Gilbert was born in Logan, Utah, to vaudeville parents who were neglectful and abusive. Eventually his parents settled in California, and by the age of 18 Gilbert was getting work as an extra in films. His first big break was a supporting part in Mary Pickford vehicle Heart o' the Hills in 1919. Gilbert started to get leading man parts in the early 1920s, and became a huge star after he signed with newly-formed Metro-Goldwyn-Mayer. His 1925 film The Big Parade, in which he plays a callow Idle Rich aristocrat who grows up through suffering in World War I, was a massive smash, probably the highest-grossing film of The Roaring '20s.

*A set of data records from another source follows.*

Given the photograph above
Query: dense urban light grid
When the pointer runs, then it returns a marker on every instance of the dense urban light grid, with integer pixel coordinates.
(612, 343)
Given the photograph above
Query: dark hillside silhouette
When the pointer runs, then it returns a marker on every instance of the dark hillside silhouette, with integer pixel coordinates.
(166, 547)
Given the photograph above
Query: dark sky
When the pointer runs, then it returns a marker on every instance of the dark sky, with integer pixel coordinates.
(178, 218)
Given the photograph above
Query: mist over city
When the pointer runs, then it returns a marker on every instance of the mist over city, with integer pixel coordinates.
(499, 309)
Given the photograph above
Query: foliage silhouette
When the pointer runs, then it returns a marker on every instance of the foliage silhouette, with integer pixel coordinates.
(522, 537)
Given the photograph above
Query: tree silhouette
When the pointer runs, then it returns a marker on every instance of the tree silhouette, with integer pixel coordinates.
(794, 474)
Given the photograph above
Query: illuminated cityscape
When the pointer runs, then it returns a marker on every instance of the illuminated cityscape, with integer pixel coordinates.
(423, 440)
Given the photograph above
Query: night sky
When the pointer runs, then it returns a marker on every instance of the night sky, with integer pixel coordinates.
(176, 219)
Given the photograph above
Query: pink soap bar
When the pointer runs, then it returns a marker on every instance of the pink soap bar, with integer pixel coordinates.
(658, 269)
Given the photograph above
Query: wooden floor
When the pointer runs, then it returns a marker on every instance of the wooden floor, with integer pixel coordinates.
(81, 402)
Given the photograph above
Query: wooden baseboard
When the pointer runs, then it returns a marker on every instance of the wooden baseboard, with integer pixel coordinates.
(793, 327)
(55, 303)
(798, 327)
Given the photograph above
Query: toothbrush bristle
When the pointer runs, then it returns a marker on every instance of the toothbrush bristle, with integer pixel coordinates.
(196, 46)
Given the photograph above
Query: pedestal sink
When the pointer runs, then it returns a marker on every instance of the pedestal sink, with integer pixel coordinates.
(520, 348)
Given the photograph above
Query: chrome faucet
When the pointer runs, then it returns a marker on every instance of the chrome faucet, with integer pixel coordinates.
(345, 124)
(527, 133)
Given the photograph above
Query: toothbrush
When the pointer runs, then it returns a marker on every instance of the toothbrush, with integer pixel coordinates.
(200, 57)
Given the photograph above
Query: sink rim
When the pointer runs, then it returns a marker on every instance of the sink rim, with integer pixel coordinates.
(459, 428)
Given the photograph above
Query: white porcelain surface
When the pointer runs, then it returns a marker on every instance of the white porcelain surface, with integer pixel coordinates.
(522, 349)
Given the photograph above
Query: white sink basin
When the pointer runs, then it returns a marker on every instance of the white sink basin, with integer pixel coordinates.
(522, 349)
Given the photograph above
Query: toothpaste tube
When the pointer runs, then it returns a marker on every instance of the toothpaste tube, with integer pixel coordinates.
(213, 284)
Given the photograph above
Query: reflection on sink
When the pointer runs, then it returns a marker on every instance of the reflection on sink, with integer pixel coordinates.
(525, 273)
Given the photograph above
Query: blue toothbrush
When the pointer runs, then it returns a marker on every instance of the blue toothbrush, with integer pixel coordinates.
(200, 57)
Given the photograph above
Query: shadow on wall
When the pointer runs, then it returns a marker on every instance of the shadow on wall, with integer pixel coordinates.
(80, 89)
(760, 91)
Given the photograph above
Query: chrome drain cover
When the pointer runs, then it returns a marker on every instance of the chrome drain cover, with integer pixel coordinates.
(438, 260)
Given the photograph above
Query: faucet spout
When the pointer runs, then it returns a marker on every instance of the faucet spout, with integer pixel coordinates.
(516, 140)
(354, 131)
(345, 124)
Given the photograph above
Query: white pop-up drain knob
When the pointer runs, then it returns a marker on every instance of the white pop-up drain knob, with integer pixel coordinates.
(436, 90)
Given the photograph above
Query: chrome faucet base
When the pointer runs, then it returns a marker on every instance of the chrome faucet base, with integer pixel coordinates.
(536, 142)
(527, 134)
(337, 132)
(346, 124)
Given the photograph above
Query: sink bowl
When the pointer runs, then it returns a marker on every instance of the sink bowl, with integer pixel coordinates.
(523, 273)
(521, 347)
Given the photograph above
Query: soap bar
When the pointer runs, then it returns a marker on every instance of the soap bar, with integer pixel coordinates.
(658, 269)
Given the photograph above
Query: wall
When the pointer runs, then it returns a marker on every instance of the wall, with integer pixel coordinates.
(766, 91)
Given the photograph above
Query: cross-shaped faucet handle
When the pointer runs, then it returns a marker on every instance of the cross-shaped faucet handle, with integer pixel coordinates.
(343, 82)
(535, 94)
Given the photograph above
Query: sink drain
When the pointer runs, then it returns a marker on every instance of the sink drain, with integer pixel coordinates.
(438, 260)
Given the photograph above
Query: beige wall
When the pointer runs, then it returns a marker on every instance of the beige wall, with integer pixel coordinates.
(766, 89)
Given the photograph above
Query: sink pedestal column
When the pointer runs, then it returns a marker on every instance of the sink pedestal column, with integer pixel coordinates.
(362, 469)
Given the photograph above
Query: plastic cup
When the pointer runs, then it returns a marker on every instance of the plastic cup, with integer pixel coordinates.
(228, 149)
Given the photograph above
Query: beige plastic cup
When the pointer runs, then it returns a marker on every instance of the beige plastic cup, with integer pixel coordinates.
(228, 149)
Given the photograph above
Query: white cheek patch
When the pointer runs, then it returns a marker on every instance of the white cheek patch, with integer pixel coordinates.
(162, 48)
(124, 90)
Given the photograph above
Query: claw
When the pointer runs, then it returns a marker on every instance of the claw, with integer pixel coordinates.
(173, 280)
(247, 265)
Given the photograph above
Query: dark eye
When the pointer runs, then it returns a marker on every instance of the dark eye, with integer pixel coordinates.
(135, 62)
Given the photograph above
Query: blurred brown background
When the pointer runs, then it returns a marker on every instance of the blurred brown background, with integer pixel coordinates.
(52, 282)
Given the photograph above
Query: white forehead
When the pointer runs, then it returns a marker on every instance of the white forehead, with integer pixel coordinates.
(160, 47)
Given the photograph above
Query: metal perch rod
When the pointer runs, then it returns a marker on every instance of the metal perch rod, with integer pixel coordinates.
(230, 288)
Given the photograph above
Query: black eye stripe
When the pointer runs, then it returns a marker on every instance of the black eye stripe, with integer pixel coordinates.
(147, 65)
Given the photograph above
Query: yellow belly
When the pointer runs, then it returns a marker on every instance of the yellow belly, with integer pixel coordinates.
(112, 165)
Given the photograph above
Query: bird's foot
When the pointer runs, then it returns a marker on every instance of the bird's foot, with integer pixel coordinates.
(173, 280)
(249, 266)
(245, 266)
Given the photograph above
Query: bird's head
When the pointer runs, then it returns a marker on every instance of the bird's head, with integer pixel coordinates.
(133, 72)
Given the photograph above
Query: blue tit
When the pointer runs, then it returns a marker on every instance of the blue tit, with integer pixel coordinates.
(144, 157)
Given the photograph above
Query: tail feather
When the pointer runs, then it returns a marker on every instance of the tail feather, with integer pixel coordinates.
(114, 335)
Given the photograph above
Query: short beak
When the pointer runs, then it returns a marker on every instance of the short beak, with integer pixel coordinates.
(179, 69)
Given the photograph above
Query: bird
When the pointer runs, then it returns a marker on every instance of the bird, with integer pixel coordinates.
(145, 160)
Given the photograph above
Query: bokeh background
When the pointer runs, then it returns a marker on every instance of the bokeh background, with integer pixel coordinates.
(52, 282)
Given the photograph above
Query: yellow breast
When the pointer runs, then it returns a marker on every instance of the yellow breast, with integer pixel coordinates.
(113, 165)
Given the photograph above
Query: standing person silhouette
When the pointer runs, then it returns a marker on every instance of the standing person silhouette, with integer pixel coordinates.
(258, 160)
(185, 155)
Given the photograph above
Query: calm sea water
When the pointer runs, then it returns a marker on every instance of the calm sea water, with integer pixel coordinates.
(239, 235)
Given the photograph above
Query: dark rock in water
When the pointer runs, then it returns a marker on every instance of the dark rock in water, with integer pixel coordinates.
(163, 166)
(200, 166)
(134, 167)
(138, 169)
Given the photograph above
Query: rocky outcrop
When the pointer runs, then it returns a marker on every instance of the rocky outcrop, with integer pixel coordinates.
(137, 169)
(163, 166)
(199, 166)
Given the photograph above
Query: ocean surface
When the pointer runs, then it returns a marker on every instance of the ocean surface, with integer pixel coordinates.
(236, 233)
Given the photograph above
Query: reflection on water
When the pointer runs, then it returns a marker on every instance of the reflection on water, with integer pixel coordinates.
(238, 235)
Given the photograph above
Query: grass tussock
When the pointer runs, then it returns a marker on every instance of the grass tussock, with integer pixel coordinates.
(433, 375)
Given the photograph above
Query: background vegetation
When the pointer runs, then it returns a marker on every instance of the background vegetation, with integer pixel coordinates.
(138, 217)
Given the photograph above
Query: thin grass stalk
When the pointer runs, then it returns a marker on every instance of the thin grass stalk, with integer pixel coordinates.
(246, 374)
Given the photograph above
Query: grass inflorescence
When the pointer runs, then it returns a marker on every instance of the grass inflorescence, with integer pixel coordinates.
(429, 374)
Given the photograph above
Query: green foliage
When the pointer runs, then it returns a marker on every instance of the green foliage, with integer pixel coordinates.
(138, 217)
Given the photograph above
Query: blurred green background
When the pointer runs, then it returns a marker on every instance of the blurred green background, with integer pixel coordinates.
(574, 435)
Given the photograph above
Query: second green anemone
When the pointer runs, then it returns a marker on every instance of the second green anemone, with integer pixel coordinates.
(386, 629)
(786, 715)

Gilbert continued to appear in hit films for the rest of the decade. He had a tempestuous romance with a newcomer from Sweden named Greta Garbo, whom he met on the set of Flesh and the Devil. The chemistry is very obvious onscreen. However, when talking pictures came in at the end of the decade, Gilbert's career went into a swift and terminal collapse. Mythology holds that his voice was too high for talking pictures, but in fact he had a pleasant baritone, as anyone who watches one of his talking pictures will see. The real reason was that his first talking pictures were awful and his acting was over the top, even by silent actor standards; the Singin' in the Rain scene where Gene Kelly kisses his co-star while proclaiming "I love you, I love you, I love you" over and over again was a parody of Gilbert's first talking film, His Glorious Night. (Later films like Downstairs showed that Gilbert had fully mastered acting in sound pictures, but by then it was too late.) Another reason for Gilbert's career tanking was that MGM chief Louis B. Mayer hated Gilbert with a passion, and started giving Gilbert more bad scripts after his first talkies failed.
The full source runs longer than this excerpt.